Almost always, this is an illusion. Ideology hasn’t been suspended. It has been forcibly suppressed—in ways that inevitably will come roaring back, sometimes in highly toxic ways.

He then turns to a comparison I think is completely specious:

The most vivid example in American history likely was around World War II. As the world was aflame, but the United States not yet engaged in hostilities, the country was bitterly and intensely divided over the all-consuming question of that era: intervention or isolation. Then came Pearl Harbor, and the debate ended in an instant. Isolationism looked to be a defunct ideological force. Except it wasn’t really. The movement’s essential spirit—fear of corrupt and scheming interests beyond American borders—found new and malicious expression in McCarthyism in the late 1940s and early 1950s.

That’s basically nonsense or else he’s using an eccentric definition of “isolationism” to mean, presumably, “beliefs held by people I don’t like”. The attack on Pearl Harbor killed isolationism as a political force in the U. S. There was more than one kind of isolationism (basically Jacksonian and Jeffersonian) and all varieties have largely been silenced as a consequence of the attack. The U. S. could no longer shut itself off from the rest of the world and there was a fear that the Atlantic and Pacific could no longer protect the U. S. mainland. That and the American Civil War are the sources of our present trigger-happiness. We do not want to fight a war within our borders and have decided that the best way to prevent that is to ensure that wars that start elsewhere end elsewhere as well.

It is not isolationist to think that when a foreign power has infiltrated not just your government but many other of your institutions as well that something should be done about it. But Joe McCarthy was no libertarian and conflating him with libertarians as this article does is not constructive.

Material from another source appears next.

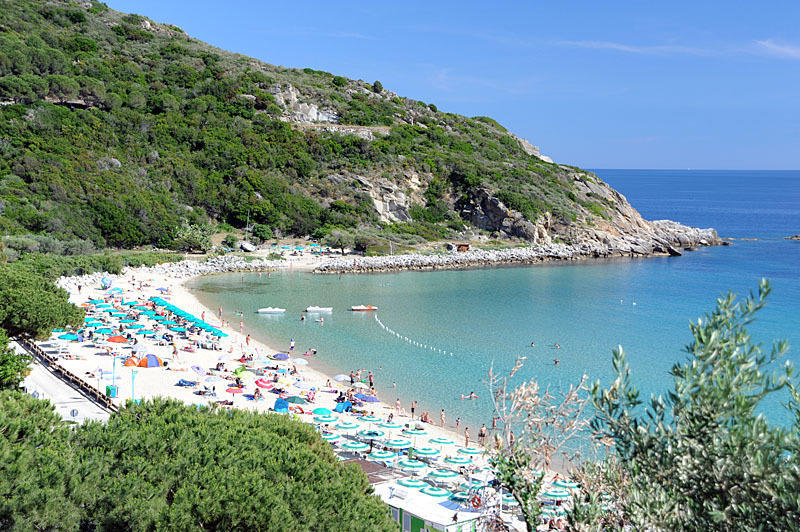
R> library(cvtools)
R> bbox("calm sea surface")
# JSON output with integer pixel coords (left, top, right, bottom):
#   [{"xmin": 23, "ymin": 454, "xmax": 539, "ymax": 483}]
[{"xmin": 189, "ymin": 170, "xmax": 800, "ymax": 428}]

IMO the longer, the stricter, and the more hypocritical “shelter in place” directives are, the greater the chafing against them will become. The scene yesterday in Lansing, Michigan was a mild preview of what is to come.

What do I mean by “hypocritical”? Chicago Mayor Lori Lightfoot was called out, embarrassingly, on having her hair done. She blurted out a feeble explanation of being the “face of Chicago” which I guess was better than “Suck it up, peasants” but everybody knew that’s what she meant. Police officers not following “social distancing” guidelines or facemask directives are other examples. You can’t make one set of rules for politicians and public employees and another for everybody else.

Arbitrary determinations of what are or are not essential businesses are problematic as well. Here lawn services are on the list of “essential businesses”. ‘Splain me, Lucy. Are clothing stores that sell candy bars at their sales counters essential while those that do not aren’t?

I continue to hear claims about “bending the curve” but still see that as mostly wishful thinking. Consider this graph from the Illinois Department of Public Health:

Each succeeding bar of that columnar bar chart is taller by a few than the preceding. That is not “bending the curve” and the state has had a “stay at home” directive in place for nearly a month now.

If “stay at home” directives remain in place long enough, they will inevitably disrupt the food supply chain and elected officials will have much, much more to worry about than not overloading the health care system.